Вновь заговорил Нил. Он говорил, что бог строго покарает всех мучителей и убийц. Покарает и Кресценциев. Покарает и тех, чья рука соучаствовала в их преступлениях, невзирая на то, помазана ли эта рука священным елеем в согласии с канонами или без согласия. Но каждого покарает в отдельности за его личные вины — никто не сможет прикрыть свою вину чужой! И уж менее всех тот, кто говорит о себе, что он наместник бога на земле…
— Ты говоришь это о святейшем папе? — резко прервал Нила Оттон. — Неправо говоришь. Как видишь, я позволяю тебе говорить все и сколько хочешь, ибо чту твою мудрость и святость, но помни, тебе не вольно принижать святого императорского величия… Святейший папа, епископ Рима, наместник Петра… он правит наидостойнейшей Римской церковью и блюдет чистоту веры во всех земных пределах… Но земными пределами правит император, на которого непосредственно нисходит вдохновение господне.
Нил горько усмехнулся:
— Неисправимый отпрыск греческих самодержцев… Ты уж меня прости: вдохновение господне не нисходит на земной мир непосредственно или же посредством Петра, а…
Казалось, Оттон вновь взорвется. Гневно шаркнул ногой, оторвал ее от лица Феодоры Стефании. Но до взрыва не дошло.
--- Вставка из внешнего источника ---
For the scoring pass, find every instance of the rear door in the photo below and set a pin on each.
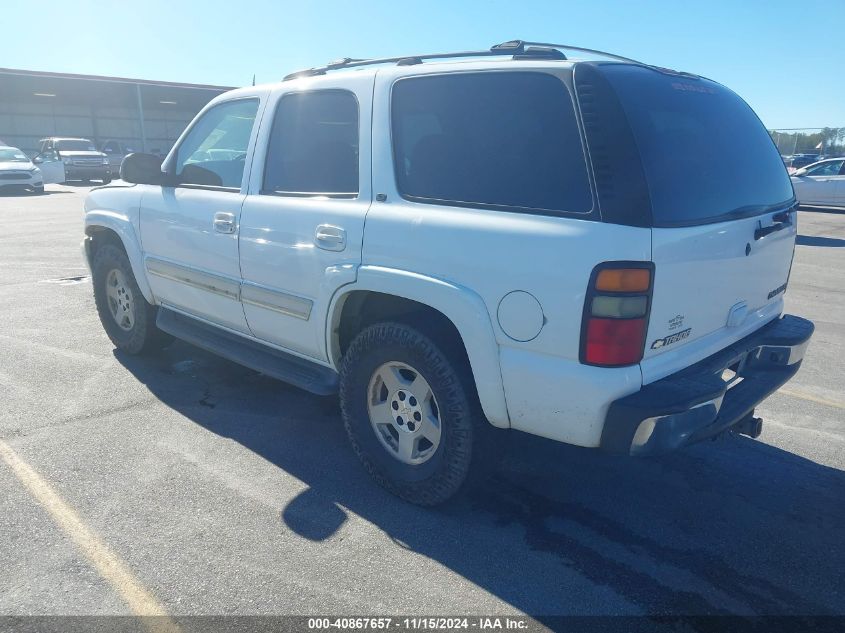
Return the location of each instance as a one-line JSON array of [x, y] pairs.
[[723, 228]]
Как и все остальные, Оттон онемел вдруг от изумления и ужаса: Нил поднялся, выпрямился, резко выкинул руки к Григорию Пятому и крикнул или, вернее, простонал, громко и страдальчески:
— …но не знаю… не знаю, имела ли когда-нибудь мудрость господня на земле столь недостойного и неверного владыку, как вот этот… этот рыцарь в звенящих воинским железом латах…
Вскочил Оттон, медленно поднялся Герберт, только Феодора Стефания почти не шелохнулась.
Только взгляд ее, все такой же ленивый и сонный, с явным любопытством обратился сначала к глазам Герберта, потом, минуя, Нила, к железным латам Григория Пятого.
А Нил уже вновь стоял коленопреклоненным. Голый череп склонялся к самым ногам папы, оснащенным шпорами. Страшно исхудалые старческие руки сплелись на запавшей груди, сотрясаемой не то трепетом, не то рыданием. Шепотом, дрожащим, но таким проникновенным и выразительным, что Аарон отлично улавливал каждое слово, он молил, целуя то одну, то другую ногу папы:
— Бруно, брат и сын наимелейший, заклинаю, признайся… не скрывай, принял ли ты из страшных рук сатаны тот дар мощи и власти, который господь наш отверг в пустыне… Скажи, внук воинов и могущественных владык, сын крови и железа, когда он показал тебе с крутой вершины все королевство мира и сказал: "Все это будет твое", преклонил ли ты перед ним колени? Преклонился ли ты перед ним?
Молниеносно Оттон выбросил вперед длинную, худую руку, резко подавшись всем телом вперед, покачнулся и чуть не упал. Неужели хотел ударить Нила? Или, наоборот, хотел заслонить его от ожидаемого удара Григория?
Но Григорий не ударил, даже не поднял руки, не двинулся с места. Даже слова гневного не сказал. И во взгляде его не было гнева, только горечь разочарования и какое-то безграничное удивление.
А ведь по только Герберт, не только Оттон, даже Аарон, такой молодой и неопытный, так далеко спрятавшийся за колонной, отлично видел и понимал, какая ужасная лавина страсти должна потрясать в эту минуту гордую душу Григория Пятого, сколько поистине нечеловеческой воли должна найти его обычно порывистая мысль, чтобы осадить, придержать, подавить взметнувшийся в нем вихрь гнева, безбрежный разлив гудящих, вспененных морей. И ведь осадил, придержал, подавил — закованной ногой втоптал в землю самые мелкие искры грозящего страшного пожара. Когда заговорил, голос у него был спокойный и почти мягкий, как никогда доселе. Единственно, что, как и во взгляде, в нем звучала горечь разочарования. Разочарования и изумления.